Some months later, John Paul’s press spokesman, Joaquín Navarro-Valls, called Messori with this message from the pope, which is worth quoting in full for what it reveals about Karol Wojtyła, his respect for others’ freedom, his insatiable curiosity, and his passion for helping late modernity find answers to the questions many were raising:
“Even if there wasn’t a way to respond to you in person [i.e., in the canceled TV interview], I kept your questions on my desk. They interested me. I didn’t think it would be wise to let them go to waste. So I thought about them and, after some time, during the brief moments when I was free from obligations, I responded to them in writing. You have asked me questions, therefore you have a right to responses. I am working on them. I will let you have them. Then do with them what you think is appropriate.”
On its thirtieth anniversary, Crossing the Threshold of Hope remains eminently readable as food for thought. Considering contemporary controversies and conflicts, one of its most penetrating passages comes in the pope’s discussion of Islam. John Paul praised the regularity of Muslim prayer and urged fallen-away Christians, “who, having deserted their magnificent cathedrals, pray only a little or not at all,” to follow that example of piety. Yet he also drew a sharp distinction:
“In Islam, all the richness of God’s self-revelation, which constitutes the heritage of the Old and New Testaments, has definitely been set aside. Some of the most beautiful names in the human language are given to the God of the Koran, but he is ultimately a God outside of the world, a God who is only Majesty, never Emmanuel, God-with-us. Islam is not a religion of redemption. There is no room for the Cross and Resurrection. Jesus is mentioned, but only as a prophet who prepares for the last prophet, Muhammad. There is also mention of Mary, His Virgin Mother, but the tragedy of redemption is completely absent. For this reason, not only the theology but also the anthropology of Islam is very distant from Christianity” [emphases in original].
And then there was this about Christianity and Judaism:
“…the New Covenant serves to fulfill all that is rooted in the vocation of Abraham, in God’s covenant with Israel at Sinai, and in the whole rich heritage of the inspired Prophets who, hundreds of years before that fulfillment, pointed in the Sacred Scriptures to the One whom God would send in the ‘fullness of time’ (cf. Gal 4.4).”
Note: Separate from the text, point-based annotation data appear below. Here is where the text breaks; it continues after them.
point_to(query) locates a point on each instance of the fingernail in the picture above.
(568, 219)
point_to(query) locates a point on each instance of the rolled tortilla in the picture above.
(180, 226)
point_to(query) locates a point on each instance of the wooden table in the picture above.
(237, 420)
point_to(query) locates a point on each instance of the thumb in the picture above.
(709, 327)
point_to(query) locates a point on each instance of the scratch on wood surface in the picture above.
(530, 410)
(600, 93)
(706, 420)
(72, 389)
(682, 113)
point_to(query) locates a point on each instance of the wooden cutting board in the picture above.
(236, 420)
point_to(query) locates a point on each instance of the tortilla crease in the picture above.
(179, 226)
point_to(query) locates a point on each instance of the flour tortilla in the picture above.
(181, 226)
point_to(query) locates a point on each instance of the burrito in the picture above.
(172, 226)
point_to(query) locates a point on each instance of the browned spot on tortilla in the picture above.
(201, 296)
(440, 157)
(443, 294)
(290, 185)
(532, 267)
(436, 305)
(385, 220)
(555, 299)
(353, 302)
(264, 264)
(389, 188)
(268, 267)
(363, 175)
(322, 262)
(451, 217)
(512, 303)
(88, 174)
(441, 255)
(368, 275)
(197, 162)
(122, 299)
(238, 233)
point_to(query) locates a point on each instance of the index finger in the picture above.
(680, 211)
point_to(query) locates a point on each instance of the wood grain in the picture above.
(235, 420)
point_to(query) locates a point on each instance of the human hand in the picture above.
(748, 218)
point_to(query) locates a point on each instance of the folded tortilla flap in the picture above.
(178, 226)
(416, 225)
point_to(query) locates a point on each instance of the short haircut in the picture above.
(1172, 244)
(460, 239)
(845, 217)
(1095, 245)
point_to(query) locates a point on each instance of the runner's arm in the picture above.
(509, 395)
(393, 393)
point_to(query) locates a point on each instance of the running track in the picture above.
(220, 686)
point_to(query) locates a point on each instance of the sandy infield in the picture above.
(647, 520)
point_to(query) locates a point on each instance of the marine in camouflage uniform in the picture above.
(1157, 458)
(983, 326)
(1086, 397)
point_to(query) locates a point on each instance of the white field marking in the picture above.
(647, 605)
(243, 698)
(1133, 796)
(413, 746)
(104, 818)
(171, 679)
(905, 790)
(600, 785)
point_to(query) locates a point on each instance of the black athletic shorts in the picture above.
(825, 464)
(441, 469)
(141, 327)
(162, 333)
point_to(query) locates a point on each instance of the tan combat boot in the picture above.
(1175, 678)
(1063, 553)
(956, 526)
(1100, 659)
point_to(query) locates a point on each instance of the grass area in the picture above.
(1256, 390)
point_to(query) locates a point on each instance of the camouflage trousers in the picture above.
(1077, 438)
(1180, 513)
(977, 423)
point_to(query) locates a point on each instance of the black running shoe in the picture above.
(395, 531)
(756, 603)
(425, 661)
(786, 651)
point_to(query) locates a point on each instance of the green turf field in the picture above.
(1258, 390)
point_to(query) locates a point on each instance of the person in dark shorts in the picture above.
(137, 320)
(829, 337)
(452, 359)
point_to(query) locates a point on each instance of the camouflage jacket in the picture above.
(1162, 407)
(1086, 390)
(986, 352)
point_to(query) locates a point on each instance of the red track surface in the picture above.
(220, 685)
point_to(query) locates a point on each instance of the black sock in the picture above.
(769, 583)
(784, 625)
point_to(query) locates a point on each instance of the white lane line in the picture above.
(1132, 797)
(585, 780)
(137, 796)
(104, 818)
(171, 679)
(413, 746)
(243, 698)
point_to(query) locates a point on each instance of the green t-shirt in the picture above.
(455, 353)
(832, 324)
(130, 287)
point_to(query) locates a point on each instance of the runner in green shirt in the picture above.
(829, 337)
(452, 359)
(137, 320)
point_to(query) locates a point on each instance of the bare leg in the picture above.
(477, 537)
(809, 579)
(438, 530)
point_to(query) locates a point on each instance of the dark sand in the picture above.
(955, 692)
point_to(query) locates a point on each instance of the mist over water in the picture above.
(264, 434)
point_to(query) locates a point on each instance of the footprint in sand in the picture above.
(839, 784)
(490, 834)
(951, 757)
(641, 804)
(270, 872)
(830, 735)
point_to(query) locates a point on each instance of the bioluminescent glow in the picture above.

In “Crossing the Threshold of Hope,” John Paul II spoke to the world as one who, over a lifetime of reflection, had found the truth that makes other truths make sense in Jesus Christ, the fulfillment of God’s self-revelation to the world. He did not speak as an oracle whose views on the issues of the day had special salience, thanks to the office he held, because he knew that playing the oracle would cheapen his evangelical witness. And being a witness to the Gospel was the prime directive that the Lord had given Peter and his successors.

George Weigel is Distinguished Senior Fellow of the Ethics and Public Policy Center in Washington, D.C.